Minority and civil-rights activists in Seattle are demanding sweeping changes to the way the city investigates complaints of police misconduct. At a long-sought public hearing last night, the Seattle Times says, activists presented a nine-part plan for increasing civilian oversight of police and berated three City Council members for allowing the police union to influence the police-accountability system in contract negotiations.
The wish list includes major changes previously rejected by city leaders, such as giving a civilian review board subpoena and investigative powers. Critics also want the city to hire civilians to accept police-misconduct complaints, give a civilian panel full access to reports of misconduct investigations, and add “complainant advocates” to guide people through the process.
Seattle alreadyh has made significant changes to its system of investigating police misconduct in the past few years. It created a civilian-led Office of Professional Accountability to investigate complaints and appointed a civilian board to assess how well the system is working.

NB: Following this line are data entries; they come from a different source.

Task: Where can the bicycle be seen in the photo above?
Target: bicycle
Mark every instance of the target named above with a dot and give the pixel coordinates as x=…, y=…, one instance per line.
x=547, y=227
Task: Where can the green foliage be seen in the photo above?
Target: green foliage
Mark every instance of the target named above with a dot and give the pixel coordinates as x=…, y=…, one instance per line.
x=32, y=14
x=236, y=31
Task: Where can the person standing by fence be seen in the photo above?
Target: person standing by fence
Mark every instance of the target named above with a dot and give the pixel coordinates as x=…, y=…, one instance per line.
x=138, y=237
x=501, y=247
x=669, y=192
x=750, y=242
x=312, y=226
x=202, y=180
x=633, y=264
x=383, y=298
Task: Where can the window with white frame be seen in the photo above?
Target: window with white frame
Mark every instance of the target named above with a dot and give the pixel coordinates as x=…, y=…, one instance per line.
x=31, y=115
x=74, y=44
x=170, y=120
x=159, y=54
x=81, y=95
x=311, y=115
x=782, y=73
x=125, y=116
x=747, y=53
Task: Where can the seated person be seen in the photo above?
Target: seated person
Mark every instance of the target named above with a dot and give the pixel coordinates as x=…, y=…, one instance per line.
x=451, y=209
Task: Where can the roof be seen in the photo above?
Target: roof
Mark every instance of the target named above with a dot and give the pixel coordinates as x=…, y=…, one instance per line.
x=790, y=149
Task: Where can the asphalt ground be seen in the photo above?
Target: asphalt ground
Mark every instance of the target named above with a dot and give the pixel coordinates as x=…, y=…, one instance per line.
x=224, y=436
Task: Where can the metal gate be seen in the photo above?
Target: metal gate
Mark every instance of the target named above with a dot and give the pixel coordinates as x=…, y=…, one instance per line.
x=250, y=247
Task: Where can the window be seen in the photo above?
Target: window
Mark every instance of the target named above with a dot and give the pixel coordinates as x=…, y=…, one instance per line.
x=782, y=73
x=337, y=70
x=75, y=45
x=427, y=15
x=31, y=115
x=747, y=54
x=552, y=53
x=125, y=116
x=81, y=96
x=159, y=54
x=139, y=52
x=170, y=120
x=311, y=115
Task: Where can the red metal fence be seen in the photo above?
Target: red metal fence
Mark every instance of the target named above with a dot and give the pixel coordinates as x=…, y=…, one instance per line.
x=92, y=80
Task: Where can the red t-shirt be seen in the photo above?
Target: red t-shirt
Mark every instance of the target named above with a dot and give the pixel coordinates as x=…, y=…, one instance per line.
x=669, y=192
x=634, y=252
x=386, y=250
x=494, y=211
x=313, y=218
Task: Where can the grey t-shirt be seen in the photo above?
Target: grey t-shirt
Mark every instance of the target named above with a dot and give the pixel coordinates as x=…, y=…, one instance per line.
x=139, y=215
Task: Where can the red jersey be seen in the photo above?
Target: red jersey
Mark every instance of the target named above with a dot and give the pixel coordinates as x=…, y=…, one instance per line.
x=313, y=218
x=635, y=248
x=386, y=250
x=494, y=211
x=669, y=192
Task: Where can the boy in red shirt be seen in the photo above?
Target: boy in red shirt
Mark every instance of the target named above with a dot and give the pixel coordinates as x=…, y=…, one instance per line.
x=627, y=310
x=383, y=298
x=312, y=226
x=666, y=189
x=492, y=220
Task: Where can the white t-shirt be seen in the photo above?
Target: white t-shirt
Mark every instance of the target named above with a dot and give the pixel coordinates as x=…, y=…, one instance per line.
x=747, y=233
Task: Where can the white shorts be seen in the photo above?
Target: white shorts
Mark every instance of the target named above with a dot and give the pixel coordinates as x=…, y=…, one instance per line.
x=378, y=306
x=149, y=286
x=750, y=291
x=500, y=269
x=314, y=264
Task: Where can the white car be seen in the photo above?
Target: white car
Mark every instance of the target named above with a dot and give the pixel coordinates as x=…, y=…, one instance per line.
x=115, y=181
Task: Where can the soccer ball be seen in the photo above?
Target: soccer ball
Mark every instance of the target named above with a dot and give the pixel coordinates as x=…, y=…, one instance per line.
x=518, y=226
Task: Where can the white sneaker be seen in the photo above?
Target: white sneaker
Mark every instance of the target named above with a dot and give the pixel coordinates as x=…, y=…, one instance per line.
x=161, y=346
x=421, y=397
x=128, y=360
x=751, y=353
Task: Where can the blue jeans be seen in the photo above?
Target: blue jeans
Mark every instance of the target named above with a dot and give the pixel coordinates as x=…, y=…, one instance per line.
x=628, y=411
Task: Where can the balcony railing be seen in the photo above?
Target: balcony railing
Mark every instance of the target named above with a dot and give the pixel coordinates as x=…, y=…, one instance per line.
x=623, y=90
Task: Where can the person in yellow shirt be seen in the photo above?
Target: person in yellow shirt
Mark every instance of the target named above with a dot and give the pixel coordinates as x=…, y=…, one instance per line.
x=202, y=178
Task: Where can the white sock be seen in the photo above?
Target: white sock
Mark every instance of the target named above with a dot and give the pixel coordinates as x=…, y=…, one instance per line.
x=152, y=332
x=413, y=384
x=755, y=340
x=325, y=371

The message from more than 100 people who attended the hearing was that the system remains inadequate. People related personal stories of alleged racial profiling. The public hearing was part of activists’ efforts to influence the city’s ongoing negotiations with the Seattle Police Officers Guild. The contract for more than 1,100 Seattle police officers expired at the beginning of the year. The union opposes demands for more civilian involvement in misconduct investigations, fearing the system would become tilted against police.
Councilman Jim Compton said the council would take the testimony seriously, but he stopped short of promising action.